Ausufernde Kosten und technische Probleme haben den Ausbau der Atomkraft durch den staatlichen Energiekonzern EDF zuletzt behindert. Für einen umstrittenen Atomreaktor in Flamanville am Ärmelkanal, dessen Bau bereits 2007 begann, wurde kürzlich die Betriebsgenehmigung erteilt. Die Inbetriebnahme war zuletzt auf Ende 2022 verschoben worden – auch, weil undichte Schweißnähte in der Stahlhülle entdeckten wurden. Die Kosten liegen statt ursprünglich veranschlagter 3,3 Milliarden nun wohl bei mehr als zwölf Milliarden Euro.

Werbung bei EU-Gipfel

Schon in den vergangenen Wochen hatte die französische Regierung die neuen Atomkraftpläne angedeutet – und in der EU dafür lobbyiert, Atomkraft als emissionsarme und deswegen „grüne“ Energie von der EU anerkennen zu lassen. Beim EU-Gipfel im Oktober warb Macron angesichts der hohen Energiepreise erneut für Atomkraft. „Wir hängen heute zu sehr vom Import bestimmter Energieträger ab, deren Preise von Schwankungen auf dem Markt bestimmt werden“, sagte er.

„Eine Diversifizierung der Ressourcen ist nötig, und Atomenergie muss auf jeden Fall Teil des Energiemix sein“, betonte der Präsident. Ohne Atomstrom, so argumentiert Frankreich, kann die EU nicht wie geplant bis 2050 klimaneutral werden. Die deutsche Bundeskanzlerin Angela Merkel (CDU) galt bisher als größte Gegnerin der Atompläne: „Dass Frankreich anders auf die Kernenergie schaut als ich, ist ja keine Überraschung“, sagte sie beim Gipfel.

Mehrheit in EU für Atomstrom?

Auf dem Gipfel zeichnete sich laut Diplomaten aber erstmals eine deutliche Mehrheit für Macrons Vorstoß ab, was für ihn ein wichtiger Punktesieg vor Beginn des französischen EU-Ratsvorsitzes im Jänner und der Präsidentschaftswahl in Frankreich im April wäre. Die EU-Kommission könnte ihren Vorschlag für die Taxonomie bereits im November vorlegen.
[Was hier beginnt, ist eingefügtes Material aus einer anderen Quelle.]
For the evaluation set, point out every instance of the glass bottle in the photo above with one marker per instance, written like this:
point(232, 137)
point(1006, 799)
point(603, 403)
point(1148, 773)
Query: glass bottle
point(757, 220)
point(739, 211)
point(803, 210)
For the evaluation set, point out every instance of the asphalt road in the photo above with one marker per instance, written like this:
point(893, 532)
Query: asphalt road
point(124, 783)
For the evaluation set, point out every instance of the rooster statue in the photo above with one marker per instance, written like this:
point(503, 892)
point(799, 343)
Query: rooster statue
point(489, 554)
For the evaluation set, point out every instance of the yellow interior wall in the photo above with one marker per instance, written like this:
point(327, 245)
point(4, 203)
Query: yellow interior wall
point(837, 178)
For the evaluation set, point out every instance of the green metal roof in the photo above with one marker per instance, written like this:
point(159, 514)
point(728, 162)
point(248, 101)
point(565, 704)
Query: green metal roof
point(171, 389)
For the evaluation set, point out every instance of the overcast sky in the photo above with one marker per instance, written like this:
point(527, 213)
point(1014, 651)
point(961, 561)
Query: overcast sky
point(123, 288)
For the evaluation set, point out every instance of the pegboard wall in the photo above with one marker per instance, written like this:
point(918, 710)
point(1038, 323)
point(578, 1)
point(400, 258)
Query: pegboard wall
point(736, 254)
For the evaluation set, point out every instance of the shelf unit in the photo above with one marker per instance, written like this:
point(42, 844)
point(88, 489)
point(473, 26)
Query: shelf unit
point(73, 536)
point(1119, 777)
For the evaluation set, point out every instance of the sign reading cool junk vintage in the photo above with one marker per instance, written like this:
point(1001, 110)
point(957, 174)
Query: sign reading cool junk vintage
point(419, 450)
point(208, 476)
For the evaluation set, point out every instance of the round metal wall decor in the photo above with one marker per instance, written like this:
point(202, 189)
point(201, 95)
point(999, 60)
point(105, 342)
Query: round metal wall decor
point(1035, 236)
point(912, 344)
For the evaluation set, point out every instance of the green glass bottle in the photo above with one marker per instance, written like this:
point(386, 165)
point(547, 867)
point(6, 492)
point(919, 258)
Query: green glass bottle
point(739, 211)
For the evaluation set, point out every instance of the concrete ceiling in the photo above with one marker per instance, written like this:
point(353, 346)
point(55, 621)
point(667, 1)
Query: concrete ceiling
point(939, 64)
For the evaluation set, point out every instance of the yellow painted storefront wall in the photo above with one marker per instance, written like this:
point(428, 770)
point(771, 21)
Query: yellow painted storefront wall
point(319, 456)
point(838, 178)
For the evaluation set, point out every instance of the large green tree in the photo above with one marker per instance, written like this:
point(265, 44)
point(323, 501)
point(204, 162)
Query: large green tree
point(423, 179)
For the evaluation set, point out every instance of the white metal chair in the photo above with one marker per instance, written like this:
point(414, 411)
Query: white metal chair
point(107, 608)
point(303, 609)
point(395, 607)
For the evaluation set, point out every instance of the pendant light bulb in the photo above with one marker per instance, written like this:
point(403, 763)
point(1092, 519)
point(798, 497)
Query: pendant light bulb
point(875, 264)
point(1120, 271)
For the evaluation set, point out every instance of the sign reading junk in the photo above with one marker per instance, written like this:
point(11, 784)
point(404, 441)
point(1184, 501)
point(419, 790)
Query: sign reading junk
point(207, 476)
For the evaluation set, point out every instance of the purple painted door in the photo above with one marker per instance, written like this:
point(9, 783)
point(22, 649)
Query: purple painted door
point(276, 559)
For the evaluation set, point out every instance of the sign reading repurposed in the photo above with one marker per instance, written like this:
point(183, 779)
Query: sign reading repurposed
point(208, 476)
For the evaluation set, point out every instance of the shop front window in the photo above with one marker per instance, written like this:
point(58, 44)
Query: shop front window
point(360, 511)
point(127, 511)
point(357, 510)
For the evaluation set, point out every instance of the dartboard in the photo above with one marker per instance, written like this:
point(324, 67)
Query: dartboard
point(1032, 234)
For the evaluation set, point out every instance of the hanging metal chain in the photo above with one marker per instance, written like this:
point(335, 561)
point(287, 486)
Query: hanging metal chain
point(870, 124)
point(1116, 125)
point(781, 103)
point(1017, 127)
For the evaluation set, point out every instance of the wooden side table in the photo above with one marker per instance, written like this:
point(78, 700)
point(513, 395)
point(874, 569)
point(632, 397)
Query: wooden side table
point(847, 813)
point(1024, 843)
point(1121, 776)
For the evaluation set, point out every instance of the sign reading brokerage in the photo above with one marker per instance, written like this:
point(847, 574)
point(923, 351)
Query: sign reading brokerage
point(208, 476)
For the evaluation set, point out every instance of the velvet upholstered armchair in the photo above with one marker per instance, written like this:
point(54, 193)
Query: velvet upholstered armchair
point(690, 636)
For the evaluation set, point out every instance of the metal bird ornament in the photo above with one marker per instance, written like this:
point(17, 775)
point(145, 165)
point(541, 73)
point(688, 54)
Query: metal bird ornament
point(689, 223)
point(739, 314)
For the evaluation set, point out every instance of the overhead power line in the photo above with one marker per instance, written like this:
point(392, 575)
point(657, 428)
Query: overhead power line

Dabei handelt es sich um einen Rechtstext der EU-Kommission, den Investoren weltweit mit Spannung erwarten. Wenn die Brüsseler Behörde Atomenergie als „nachhaltig“ einstuft, kommt das einer Empfehlung an die Finanzmärkte gleich, in Atomanlagen zu investieren.

Warnung von NGOS und Grünen

Umweltorganisationen hatten die Kommission davor gewarnt, Atomkraft und Erdgas als umweltfreundliche Energien einzustufen. Ein solcher Schritt würde den Maßnahmen widersprechen, die gebraucht würden, um den Klimawandel auf 1,5 Grad zu begrenzen, sagte Sebastien Godinot vom WWF. Die Einbeziehung von Atomkraft und Erdgas in die EU-Taxonomie wäre „grob unverantwortlich“, sagte Greenpeace-Aktivistin Silvia Pastorelli.

Auch die Grünen im Europaparlament warnten die EU-Kommission bereits vor einer Einordnung der Atomkraft als „grüne“ Energie bei der künftigen Klimapolitik. „Das wäre der Super-GAU für Europas Energiewende“, sagte der Grünen-Europaabgeordnete Sven Giegold. Die Folgen wären auf dem Feld der Finanzen schnell spürbar: „Das Ergebnis wäre eine Entwertung aller neuen Finanzprodukte, die den Green Deal in Europa voranbringen sollten.“ Stattdessen werde dann mehr öffentliches und auch privates Geld in Richtung neuer Atomkraftwerke gelenkt.